Flink Broadcast State-CodePudding

I have a RichParallelSourceFunction(parallelism=1) that queries MySQL every 5 second that emits a list of timestamps which indicates when to start/stop writing to the sink.
This timestamp is broadcasted to the original stream(parallelism=10).
I have set the parallelism for the RichParallelSourceFunction to 1 to reduce the number of simultaneous request to MySQL server.
I am confused if broadcast state is needed in this case. Why not just store broadcasted data in operator-local data structures?
What is the difference between .broadcast(stateDesc) vs .broadcast() ?

class MyBroadcastProcessFunction(name: String) extends BroadcastProcessFunction[Log, TimestampList, Log] with CheckpointedFunction {
    
      private var sortedTimestamps: IndexedSeq[Long] = _
      @transient var buffer: ListState[(Log, Long)] = _
    
      def processElement(value: Log, timestamp: Long, out: Collector[Log]): Unit = {
        if (timestamp > sortedTimestamps(0))
          out.collect(value)
        else
          buffer.put(value, 0L)
      }
    
    
      override def processBroadcastElement(timestamps: TimestampList,
                                           ctx: BroadcastProcessFunction[Log, TimestampList, Log]#Context,
                                           out: Collector[Log]): Unit = {
        // add timestamps to SortedTimestamps
        // do I need to use BroadcastState mapstate here? or just use operator-local data structures (ex. sortedTimestamps)?
    }
    
    override def snapshotState(context: FunctionSnapshotContext): Unit = {}
    
    override def initializeState(context: FunctionInitializationContext): Unit = {
        val stateDesc = new ListStateDescriptor[(Log, Long)]("logBuffer",
          classOf[(Log, Long)])
        buffer = context.getOperatorStateStore.getListState(stateDesc) 
    }
}

CodePudding user response：

The transformation .broadcast() will emit all events to all downstream operators regardless the parallelism of the stream. Doc says:

Sets the partitioning of the DataStream so that the output elements are broadcasted to every parallel instance of the next operation. Returns:

The .broadcast(stateDesc) is to define a pattern state where you can find a pattern on one stream of events based on another stream usually very small. This also is a good reference.

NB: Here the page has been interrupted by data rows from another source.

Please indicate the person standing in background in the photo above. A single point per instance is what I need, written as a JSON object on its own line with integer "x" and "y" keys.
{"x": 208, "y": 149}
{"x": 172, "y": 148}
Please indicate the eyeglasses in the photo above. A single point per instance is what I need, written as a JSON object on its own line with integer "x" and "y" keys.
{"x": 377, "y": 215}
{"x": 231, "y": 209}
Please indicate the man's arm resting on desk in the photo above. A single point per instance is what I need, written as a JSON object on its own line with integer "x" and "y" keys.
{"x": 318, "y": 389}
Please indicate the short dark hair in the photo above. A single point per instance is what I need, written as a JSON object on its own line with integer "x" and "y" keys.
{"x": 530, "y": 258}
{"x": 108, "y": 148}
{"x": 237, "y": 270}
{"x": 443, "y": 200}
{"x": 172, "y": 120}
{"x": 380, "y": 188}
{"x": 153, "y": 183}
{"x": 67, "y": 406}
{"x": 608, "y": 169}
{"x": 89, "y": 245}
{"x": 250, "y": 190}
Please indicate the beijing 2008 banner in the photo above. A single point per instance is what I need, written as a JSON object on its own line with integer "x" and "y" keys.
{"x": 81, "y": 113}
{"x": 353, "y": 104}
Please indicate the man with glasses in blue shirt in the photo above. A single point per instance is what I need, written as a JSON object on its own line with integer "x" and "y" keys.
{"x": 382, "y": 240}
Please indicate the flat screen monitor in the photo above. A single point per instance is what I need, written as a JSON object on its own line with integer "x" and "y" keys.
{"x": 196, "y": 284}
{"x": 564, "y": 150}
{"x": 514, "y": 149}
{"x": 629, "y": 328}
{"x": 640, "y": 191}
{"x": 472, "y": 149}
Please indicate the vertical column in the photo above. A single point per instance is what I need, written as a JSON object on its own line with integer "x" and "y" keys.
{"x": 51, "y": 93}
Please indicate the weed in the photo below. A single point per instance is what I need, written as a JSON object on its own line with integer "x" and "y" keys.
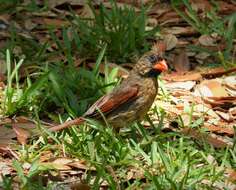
{"x": 211, "y": 24}
{"x": 124, "y": 37}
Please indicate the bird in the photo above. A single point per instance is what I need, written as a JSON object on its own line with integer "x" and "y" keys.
{"x": 129, "y": 101}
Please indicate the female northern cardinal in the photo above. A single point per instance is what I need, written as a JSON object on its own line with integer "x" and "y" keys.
{"x": 129, "y": 101}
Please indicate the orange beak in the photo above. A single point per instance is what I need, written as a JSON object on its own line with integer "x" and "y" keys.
{"x": 161, "y": 66}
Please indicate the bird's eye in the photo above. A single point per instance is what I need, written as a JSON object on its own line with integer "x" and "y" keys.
{"x": 153, "y": 58}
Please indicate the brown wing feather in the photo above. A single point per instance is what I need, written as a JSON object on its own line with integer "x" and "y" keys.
{"x": 109, "y": 102}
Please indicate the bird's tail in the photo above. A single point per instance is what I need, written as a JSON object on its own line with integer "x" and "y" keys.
{"x": 67, "y": 124}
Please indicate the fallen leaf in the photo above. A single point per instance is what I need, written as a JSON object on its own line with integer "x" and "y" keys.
{"x": 170, "y": 40}
{"x": 211, "y": 88}
{"x": 81, "y": 165}
{"x": 21, "y": 134}
{"x": 207, "y": 40}
{"x": 181, "y": 62}
{"x": 231, "y": 174}
{"x": 190, "y": 76}
{"x": 226, "y": 116}
{"x": 196, "y": 134}
{"x": 186, "y": 85}
{"x": 80, "y": 186}
{"x": 121, "y": 71}
{"x": 218, "y": 129}
{"x": 217, "y": 72}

The way that you created your BroadcastProcessFunction is wrong because you are processing only one stream. The correct way to process the broadcast state , in your case the time stamp from MySql, at the processBroadcastElement() method. In this method you have to update the global/bradcasted state.

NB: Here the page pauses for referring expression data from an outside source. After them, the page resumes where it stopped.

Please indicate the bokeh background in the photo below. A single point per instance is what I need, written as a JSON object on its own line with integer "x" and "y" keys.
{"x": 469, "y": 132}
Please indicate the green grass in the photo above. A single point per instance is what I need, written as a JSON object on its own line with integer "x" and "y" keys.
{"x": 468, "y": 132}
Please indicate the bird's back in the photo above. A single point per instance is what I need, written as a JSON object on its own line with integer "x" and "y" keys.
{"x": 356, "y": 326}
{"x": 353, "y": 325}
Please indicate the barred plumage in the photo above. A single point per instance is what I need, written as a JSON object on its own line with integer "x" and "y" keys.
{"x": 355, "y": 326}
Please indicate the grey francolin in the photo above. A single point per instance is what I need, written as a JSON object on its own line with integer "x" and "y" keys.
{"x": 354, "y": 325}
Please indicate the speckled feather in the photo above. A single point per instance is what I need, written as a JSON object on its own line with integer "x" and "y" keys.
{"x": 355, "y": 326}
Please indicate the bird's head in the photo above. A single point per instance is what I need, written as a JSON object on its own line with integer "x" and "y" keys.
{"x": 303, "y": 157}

Then the other method processElement() you receive a regular or fast stream where you can find a pattern based on the state that you updated on the first method processBroadcastElement().

Here is moreless how you should implement. There are some considerations like you will not be able to update a ListState. It is better to use a MapState as it is described on the links.

     def processBroadcastElement(timestamps: TimestampList,
                                           ctx: BroadcastProcessFunction[Log, TimestampList, Log]#Context, out: Collector[Log]): Unit = {
           // update buffer state
           // I don't think you can use .put() to update the ListState.
           // Actually I think it is not possible to update a ListState, than you have to use MapState.
           context.getOperatorStateStore.getListState(stateDesc)
               .put(value.name, value);
      }
      def processElement(value: Log, timestamp: Long, out: Collector[Log]): Unit = {
        buffer = context.getOperatorStateStore.getListState(stateDesc)
        if (value: Log match within buffer ?)
          out.collect(value) // MATCH
      }

CodePudding user response：

.broadcast(stateDesc) needs a state descriptor so that it knows how to serialize the data being broadcast. You can use this regardless of whether or not you want to store the data being broadcast in MapState in your KeyedBroadcastProcessFunction.

If you don't use MapState to store this data, then it will be lost if the job fails and restarts. But perhaps this doesn't matter in your case, since you can get the latest data from MySQL when the job restarts.